PALM NEWS MALAYSIAN PALM OIL BOARD Sunday, 21 Dec 2025

Jumlah Bacaan: 219
MARKET DEVELOPMENT
Mustard Output in India May Fall on Weather, Boosting Palm Oil
calendar13-01-2010 | linkBloomberg | Share This Post:

11/01/2010 (Bloomberg) - The mustard seed harvest in India may be smaller than a year earlier as dry weather reduced the planting area of the winter-sown crop, said an official at the nation’s biggest group of oilseeds processors.

Production may total 5.7-5.8 million metric tons in the March-April harvest, down from 6.2 million tons a year earlier, said Govindlal G. Patel, chairman of the crop committee of the Central Organization for Oil Industry & Trade, or COOIT.

A reduction in winter oilseed production may further strain edible oil supplies, increasing the need to purchase more abroad. Vegetable oil imports will reach a record 9.4 million tons this year after drought damaged peanuts and other monsoon-sown crops, the Solvent Extractors’ Association of India said Jan. 8. Palm oil has gained 30 percent in the past year on demand from China and India, the biggest consumers.

“Our prices will depend on international prices which are not going to soften unless the South American crop comes to the market in March-April,” said Patel, who’s been trading edible oil for over four decades. “We have to buy at a higher price.”

Mustard seed, planted in October and November, accounts for more than 70 percent of India’s output of winter oilseeds.
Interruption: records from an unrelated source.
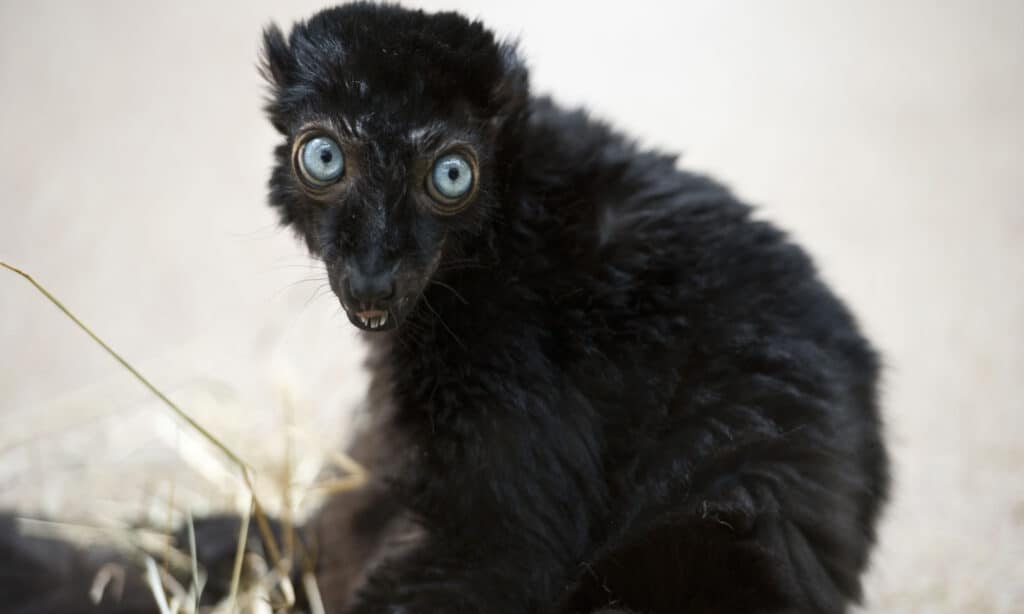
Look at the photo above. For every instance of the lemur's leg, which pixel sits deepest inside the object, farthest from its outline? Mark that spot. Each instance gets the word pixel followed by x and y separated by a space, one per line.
pixel 773 534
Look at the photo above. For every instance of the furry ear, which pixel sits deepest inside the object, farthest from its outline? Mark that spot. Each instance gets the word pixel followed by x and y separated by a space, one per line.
pixel 511 93
pixel 276 66
pixel 276 61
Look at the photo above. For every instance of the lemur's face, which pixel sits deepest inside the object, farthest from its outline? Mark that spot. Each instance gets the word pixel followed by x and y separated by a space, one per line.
pixel 391 121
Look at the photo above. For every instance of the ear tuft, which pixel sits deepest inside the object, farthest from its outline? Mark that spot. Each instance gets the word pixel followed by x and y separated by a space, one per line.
pixel 276 62
pixel 511 92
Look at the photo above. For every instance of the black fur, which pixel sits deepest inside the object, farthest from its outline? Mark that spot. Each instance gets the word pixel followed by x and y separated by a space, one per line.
pixel 610 388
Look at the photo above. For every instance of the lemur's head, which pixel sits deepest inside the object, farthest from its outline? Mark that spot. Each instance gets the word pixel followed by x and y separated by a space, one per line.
pixel 392 122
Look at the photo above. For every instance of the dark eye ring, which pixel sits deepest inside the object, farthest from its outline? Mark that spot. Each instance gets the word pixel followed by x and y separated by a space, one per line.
pixel 318 160
pixel 452 181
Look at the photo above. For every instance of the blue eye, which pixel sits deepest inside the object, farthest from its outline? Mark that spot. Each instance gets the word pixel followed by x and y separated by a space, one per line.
pixel 452 177
pixel 321 160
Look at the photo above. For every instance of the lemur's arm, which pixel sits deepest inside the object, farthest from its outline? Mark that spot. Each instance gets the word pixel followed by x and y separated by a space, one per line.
pixel 508 516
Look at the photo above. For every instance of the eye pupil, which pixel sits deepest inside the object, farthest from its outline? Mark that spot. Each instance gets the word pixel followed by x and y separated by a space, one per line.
pixel 321 160
pixel 452 177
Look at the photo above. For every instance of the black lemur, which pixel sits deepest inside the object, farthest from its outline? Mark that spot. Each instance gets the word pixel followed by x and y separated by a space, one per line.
pixel 598 382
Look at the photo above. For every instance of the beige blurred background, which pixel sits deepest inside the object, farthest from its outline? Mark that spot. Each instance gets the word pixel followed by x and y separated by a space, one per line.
pixel 888 136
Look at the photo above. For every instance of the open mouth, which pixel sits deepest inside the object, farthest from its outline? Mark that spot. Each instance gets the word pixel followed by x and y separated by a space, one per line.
pixel 372 319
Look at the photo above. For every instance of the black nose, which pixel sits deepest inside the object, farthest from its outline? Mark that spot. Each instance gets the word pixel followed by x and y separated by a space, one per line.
pixel 371 290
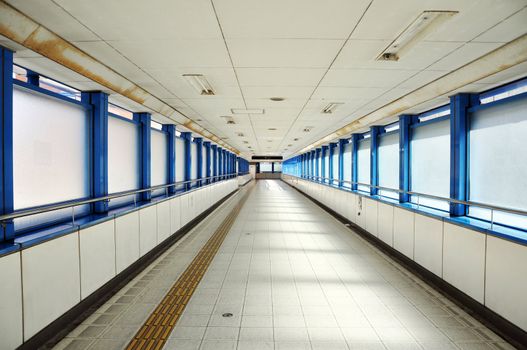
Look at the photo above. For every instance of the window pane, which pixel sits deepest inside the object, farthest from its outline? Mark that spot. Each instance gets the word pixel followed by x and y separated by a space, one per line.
pixel 497 175
pixel 363 164
pixel 194 161
pixel 335 165
pixel 50 149
pixel 123 158
pixel 430 163
pixel 159 159
pixel 180 160
pixel 388 154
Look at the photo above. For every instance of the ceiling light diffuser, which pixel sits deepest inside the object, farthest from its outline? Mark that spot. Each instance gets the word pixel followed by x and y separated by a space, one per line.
pixel 199 83
pixel 426 23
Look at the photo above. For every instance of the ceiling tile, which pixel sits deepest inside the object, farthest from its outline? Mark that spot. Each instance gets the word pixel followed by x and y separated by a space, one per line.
pixel 299 53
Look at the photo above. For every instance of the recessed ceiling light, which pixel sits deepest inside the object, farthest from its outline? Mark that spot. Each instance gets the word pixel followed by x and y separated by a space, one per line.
pixel 426 23
pixel 247 111
pixel 331 107
pixel 199 83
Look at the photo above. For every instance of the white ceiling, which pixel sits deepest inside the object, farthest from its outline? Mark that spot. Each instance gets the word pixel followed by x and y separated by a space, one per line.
pixel 307 51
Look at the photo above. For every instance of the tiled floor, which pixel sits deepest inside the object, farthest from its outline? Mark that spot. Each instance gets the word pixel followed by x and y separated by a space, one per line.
pixel 294 278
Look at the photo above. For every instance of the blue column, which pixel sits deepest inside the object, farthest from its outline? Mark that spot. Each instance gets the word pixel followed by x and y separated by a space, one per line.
pixel 374 159
pixel 331 153
pixel 171 131
pixel 187 138
pixel 323 169
pixel 207 161
pixel 458 151
pixel 405 122
pixel 342 142
pixel 98 101
pixel 199 143
pixel 354 150
pixel 144 120
pixel 214 161
pixel 6 140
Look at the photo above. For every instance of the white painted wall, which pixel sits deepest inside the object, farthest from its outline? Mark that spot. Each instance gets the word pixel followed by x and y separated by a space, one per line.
pixel 489 269
pixel 42 282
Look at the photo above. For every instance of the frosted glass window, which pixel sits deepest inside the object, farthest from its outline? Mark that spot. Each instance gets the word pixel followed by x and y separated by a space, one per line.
pixel 335 165
pixel 50 153
pixel 124 166
pixel 326 167
pixel 347 165
pixel 388 154
pixel 180 161
pixel 204 163
pixel 363 165
pixel 194 162
pixel 159 159
pixel 266 167
pixel 430 163
pixel 497 169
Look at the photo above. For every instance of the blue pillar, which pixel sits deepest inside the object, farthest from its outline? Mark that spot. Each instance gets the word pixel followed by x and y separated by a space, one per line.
pixel 354 150
pixel 458 151
pixel 207 161
pixel 405 122
pixel 199 143
pixel 323 170
pixel 171 131
pixel 98 101
pixel 331 153
pixel 144 120
pixel 187 138
pixel 6 135
pixel 342 142
pixel 214 161
pixel 374 159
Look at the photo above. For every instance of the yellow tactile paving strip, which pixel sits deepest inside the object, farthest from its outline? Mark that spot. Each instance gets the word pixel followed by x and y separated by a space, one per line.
pixel 157 328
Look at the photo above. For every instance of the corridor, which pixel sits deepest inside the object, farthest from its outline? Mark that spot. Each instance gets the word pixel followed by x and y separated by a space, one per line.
pixel 290 276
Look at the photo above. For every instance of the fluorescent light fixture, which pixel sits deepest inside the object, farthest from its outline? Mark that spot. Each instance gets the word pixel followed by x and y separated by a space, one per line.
pixel 199 83
pixel 247 111
pixel 426 23
pixel 331 107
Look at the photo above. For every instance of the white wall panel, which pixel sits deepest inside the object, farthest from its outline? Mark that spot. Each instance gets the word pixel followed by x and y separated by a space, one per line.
pixel 163 221
pixel 506 280
pixel 428 249
pixel 10 302
pixel 97 256
pixel 464 260
pixel 403 231
pixel 147 229
pixel 126 240
pixel 385 223
pixel 50 276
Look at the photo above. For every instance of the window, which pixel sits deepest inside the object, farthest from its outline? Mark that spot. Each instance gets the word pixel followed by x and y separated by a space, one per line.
pixel 194 161
pixel 180 161
pixel 50 148
pixel 430 163
pixel 335 165
pixel 363 164
pixel 159 159
pixel 388 163
pixel 497 169
pixel 124 167
pixel 347 165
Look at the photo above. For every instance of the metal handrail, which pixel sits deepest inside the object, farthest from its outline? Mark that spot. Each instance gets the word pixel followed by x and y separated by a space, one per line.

Its yellow-colored oil is the third-most used cooking oil in India after palm oil and soybean oil.

The oilseed was sown on 6.4 million hectares (15.8 million acres) as of Jan. 7, down from 6.62 million hectares a year ago, the farm ministry said Jan. 8.
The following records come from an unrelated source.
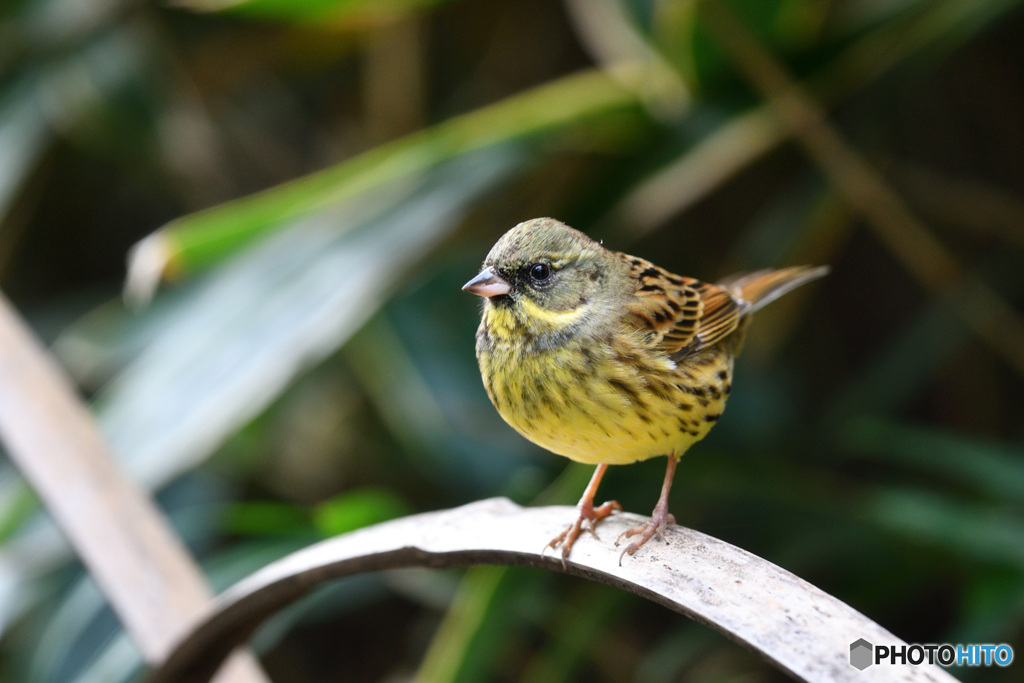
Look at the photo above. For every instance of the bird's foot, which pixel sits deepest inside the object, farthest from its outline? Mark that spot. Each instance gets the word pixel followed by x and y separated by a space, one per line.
pixel 659 520
pixel 588 513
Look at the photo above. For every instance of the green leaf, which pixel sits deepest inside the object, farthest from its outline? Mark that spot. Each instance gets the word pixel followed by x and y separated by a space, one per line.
pixel 356 509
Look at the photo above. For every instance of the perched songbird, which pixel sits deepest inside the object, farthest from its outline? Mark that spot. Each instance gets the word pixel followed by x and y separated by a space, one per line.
pixel 605 357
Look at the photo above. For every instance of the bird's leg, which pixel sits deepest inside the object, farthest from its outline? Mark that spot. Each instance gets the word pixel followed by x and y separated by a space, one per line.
pixel 587 513
pixel 659 518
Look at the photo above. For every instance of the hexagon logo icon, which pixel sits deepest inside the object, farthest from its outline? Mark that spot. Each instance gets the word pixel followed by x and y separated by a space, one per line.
pixel 861 654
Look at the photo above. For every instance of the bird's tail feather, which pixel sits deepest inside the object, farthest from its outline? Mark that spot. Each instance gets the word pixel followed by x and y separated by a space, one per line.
pixel 762 287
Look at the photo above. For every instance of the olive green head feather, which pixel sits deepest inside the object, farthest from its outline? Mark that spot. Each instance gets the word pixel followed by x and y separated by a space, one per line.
pixel 550 265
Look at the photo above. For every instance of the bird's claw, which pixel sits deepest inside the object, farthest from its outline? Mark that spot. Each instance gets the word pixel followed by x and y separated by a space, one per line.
pixel 656 525
pixel 587 514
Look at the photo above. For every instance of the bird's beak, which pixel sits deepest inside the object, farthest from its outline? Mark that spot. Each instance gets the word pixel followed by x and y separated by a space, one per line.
pixel 487 284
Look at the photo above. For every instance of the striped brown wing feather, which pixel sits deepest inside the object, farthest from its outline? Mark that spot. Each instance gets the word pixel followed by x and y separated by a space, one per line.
pixel 680 314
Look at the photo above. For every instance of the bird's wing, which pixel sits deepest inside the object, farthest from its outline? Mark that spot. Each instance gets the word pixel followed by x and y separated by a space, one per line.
pixel 680 315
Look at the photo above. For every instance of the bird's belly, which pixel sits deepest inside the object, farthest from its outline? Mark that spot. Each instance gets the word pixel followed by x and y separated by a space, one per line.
pixel 604 410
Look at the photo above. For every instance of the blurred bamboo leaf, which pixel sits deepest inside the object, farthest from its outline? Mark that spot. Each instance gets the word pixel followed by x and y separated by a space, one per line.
pixel 358 508
pixel 266 518
pixel 199 240
pixel 278 308
pixel 329 12
pixel 247 330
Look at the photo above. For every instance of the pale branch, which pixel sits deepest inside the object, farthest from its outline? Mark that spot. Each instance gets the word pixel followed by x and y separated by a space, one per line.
pixel 143 568
pixel 794 625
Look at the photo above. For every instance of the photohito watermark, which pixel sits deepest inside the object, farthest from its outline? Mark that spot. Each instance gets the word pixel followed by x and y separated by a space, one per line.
pixel 864 654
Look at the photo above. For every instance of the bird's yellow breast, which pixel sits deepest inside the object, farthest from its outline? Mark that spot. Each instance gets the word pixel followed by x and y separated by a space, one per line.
pixel 601 401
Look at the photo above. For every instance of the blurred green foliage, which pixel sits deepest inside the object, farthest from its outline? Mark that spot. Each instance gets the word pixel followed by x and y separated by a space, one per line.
pixel 329 173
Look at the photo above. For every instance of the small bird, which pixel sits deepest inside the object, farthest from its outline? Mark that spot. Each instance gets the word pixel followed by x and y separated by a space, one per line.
pixel 606 358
Production may total 5.5 million tons, said Devi Prasad Khandelia, managing director of Khandelia Oil & General Mills Pvt. He has been processing and trading oilseeds for more than two decades and is currently chairman of the mustard committee of the Solvent Extractors’ group.

India purchases palm oil from Indonesia and Malaysia, and soybean oil from Argentina and Brazil.